Caravaggio: no buyer for the Roman villa containing a vault by the painter

The Roman residence of princes Ludovisi Boncompagni, which houses a work by Caravaggio, was auctioned on Tuesday in Rome. Estimated at a total of 471 million euros, the event was attended by art-loving Italians who did not want to see this cultural heritage ceded to wealthy individuals.

They will have partly won their case, since the sale, decided by a court in Rome to put an end to a war of succession between heirs, did not find a buyer. “No one participated in the auction” for the purchase of the famous Villa Ludovici, said Camillo Verde, the notary in charge of the sale, according to AFP.

But for the defenders of a purchase by the State of this residence, it is only a question of a temporary victory, since the next sale will take place on April 7, with an estimate revised downwards, to 376.8 million euros, or 20% less.

On the original price, 350 million euros returned to the only work of Caravaggio, the remainder concerning the residence in itself.

The work of Caravaggio, or Michelangelo Merisi of his real name, which dates from 1597, is a ceiling decoration commissioned at the time by Cardinal Del Monte. The particularity of this oil painting is its representation of Jupiter, Neptune and Pluto, with the terrestrial globe and the signs of the zodiac in the center.

Indeed, as the art historian and ex-museum curator, Claudio Strinati, points out, not only “is it one of Caravaggio’s first works, but it deals with a mythological subject, whereas he paints almost exclusively works of a religious nature”.

A petition to preserve this cultural heritage

A rarity that many Italians would still like to preserve. For this, they wanted this jewel to be bought by the Italian State and even launched a petition published on the site. Named “SOS culture sold at a discount”, the approach has already counted nearly 35,000 signatures.

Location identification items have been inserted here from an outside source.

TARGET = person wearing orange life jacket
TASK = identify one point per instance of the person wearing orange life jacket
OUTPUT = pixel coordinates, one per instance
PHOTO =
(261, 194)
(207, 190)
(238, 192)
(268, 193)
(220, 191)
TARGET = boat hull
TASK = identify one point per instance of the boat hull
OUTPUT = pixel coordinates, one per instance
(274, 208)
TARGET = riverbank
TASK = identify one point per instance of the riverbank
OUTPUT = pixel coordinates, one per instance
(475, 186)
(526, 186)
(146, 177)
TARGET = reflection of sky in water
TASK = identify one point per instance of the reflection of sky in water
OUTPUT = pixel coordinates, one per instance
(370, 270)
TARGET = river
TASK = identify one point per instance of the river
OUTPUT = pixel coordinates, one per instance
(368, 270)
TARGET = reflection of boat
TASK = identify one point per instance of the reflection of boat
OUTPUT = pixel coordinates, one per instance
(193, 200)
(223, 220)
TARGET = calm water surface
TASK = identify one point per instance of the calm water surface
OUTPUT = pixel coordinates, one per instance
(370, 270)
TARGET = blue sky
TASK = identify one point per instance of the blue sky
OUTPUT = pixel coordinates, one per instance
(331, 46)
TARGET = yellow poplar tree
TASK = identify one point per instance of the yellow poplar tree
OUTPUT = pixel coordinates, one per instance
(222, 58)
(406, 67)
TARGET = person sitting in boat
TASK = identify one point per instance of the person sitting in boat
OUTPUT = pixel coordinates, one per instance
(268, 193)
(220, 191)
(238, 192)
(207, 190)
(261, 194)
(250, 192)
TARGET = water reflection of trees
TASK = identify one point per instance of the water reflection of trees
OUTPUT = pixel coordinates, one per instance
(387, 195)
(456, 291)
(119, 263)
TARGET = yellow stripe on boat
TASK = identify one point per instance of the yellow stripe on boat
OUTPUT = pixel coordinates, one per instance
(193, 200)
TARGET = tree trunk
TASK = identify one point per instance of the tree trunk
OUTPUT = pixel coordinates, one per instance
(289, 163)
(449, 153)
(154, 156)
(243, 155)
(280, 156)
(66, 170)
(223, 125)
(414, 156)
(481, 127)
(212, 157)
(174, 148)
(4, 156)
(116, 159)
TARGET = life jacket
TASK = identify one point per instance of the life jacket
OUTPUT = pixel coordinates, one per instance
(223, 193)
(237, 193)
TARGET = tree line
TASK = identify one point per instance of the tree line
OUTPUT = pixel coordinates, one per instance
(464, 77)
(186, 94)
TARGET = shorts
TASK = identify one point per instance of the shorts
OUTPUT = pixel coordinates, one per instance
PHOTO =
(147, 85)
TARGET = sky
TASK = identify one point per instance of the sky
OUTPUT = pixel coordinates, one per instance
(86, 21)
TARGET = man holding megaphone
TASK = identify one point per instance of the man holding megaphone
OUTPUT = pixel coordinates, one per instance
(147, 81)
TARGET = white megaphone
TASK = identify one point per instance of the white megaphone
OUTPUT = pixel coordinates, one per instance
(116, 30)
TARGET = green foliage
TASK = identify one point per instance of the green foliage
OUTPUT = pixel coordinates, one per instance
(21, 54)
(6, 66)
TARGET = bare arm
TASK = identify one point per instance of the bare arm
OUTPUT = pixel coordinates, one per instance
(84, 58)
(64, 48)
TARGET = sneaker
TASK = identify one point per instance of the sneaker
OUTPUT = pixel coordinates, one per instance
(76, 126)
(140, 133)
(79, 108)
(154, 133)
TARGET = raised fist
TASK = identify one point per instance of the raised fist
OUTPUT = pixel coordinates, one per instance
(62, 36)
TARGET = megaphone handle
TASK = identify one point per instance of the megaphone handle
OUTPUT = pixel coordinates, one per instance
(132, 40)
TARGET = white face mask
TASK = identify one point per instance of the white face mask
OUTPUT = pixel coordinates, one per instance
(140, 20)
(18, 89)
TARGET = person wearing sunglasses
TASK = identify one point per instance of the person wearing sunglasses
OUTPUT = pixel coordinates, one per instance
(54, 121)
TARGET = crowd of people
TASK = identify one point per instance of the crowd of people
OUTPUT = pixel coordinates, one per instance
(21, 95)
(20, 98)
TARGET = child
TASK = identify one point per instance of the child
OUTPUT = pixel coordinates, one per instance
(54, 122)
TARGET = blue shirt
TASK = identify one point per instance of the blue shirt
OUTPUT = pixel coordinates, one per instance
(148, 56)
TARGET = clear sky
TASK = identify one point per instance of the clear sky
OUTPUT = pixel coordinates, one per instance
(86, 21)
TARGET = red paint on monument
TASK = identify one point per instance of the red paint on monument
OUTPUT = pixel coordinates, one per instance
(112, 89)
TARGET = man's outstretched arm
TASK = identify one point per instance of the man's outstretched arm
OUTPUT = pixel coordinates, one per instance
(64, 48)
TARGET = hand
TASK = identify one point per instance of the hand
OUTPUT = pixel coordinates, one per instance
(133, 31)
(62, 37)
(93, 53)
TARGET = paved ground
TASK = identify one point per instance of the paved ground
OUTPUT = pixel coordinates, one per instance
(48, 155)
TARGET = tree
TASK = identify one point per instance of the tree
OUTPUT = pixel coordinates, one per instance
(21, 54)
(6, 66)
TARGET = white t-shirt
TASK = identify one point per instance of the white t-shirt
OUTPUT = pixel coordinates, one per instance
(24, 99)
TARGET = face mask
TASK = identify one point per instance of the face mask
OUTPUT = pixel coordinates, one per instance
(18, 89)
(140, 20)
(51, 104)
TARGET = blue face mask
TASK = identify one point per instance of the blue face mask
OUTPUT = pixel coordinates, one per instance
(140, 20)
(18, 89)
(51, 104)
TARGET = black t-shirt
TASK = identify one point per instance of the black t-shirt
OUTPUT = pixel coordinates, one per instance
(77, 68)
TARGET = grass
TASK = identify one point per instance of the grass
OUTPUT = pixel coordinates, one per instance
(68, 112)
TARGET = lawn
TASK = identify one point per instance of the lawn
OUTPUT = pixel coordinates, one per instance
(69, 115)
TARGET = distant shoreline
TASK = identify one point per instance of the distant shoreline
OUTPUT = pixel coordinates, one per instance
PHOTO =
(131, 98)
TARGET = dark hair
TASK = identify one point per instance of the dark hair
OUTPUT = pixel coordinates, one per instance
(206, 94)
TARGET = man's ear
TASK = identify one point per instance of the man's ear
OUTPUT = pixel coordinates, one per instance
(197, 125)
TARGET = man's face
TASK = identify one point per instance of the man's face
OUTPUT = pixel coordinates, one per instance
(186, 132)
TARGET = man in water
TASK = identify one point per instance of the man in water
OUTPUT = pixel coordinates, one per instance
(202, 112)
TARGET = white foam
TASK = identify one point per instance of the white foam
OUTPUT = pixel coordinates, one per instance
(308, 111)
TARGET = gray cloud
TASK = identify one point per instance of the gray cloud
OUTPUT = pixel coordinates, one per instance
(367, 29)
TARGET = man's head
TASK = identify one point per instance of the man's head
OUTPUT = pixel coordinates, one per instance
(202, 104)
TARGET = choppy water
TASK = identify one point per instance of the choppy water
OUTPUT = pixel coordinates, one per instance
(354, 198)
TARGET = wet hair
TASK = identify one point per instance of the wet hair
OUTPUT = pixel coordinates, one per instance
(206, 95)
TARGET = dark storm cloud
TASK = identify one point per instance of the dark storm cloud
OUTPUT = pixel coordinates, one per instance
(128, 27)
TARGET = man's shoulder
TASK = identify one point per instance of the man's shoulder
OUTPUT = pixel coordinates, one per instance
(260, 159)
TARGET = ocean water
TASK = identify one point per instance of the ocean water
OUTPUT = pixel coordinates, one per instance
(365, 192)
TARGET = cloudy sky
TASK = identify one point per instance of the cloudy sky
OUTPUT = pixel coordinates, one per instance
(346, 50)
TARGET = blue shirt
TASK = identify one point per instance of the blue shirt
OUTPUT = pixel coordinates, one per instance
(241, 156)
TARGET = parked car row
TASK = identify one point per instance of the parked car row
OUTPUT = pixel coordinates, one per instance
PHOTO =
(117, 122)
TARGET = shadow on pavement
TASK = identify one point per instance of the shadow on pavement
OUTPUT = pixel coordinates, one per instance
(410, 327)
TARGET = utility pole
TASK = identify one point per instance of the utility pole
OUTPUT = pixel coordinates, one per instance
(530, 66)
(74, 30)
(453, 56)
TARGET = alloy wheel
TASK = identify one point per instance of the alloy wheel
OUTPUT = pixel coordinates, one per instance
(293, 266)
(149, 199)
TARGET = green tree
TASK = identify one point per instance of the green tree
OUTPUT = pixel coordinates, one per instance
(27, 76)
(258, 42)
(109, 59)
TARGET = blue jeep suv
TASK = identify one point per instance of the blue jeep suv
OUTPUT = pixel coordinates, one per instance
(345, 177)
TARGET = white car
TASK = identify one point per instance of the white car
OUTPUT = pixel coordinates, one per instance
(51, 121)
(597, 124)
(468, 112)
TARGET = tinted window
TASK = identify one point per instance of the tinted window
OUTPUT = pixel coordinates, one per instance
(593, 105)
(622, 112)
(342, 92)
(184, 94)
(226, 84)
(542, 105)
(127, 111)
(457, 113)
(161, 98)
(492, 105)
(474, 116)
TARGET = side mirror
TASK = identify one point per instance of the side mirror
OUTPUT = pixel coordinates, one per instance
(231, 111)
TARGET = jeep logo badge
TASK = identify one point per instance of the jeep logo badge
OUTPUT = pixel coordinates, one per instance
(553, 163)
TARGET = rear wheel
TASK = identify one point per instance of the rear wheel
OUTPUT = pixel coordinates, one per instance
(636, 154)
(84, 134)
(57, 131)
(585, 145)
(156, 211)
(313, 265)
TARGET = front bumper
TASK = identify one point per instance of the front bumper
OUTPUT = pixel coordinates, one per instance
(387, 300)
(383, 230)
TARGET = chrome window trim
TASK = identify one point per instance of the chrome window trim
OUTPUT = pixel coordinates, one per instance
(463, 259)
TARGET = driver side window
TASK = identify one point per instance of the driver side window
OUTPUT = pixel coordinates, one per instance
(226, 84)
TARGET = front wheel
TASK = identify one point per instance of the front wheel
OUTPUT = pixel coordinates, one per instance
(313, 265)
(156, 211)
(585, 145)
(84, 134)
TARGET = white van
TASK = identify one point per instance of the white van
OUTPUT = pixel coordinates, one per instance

The authors of it denounce an “auction intended for individuals, when the State should have exercised its right of pre-emption on the priceless painting of Caravaggio”. Still, according to the country’s legislation, the State can only exercise its right of pre-emption once after the effective acquisition of the property by an individual.

The Italian press, which cataloged this event as the “auction of the century”, had before this aborted sale leaked some names of potential buyers, such as Bill Gates or the Sultan of Brunei, although the list remains secret.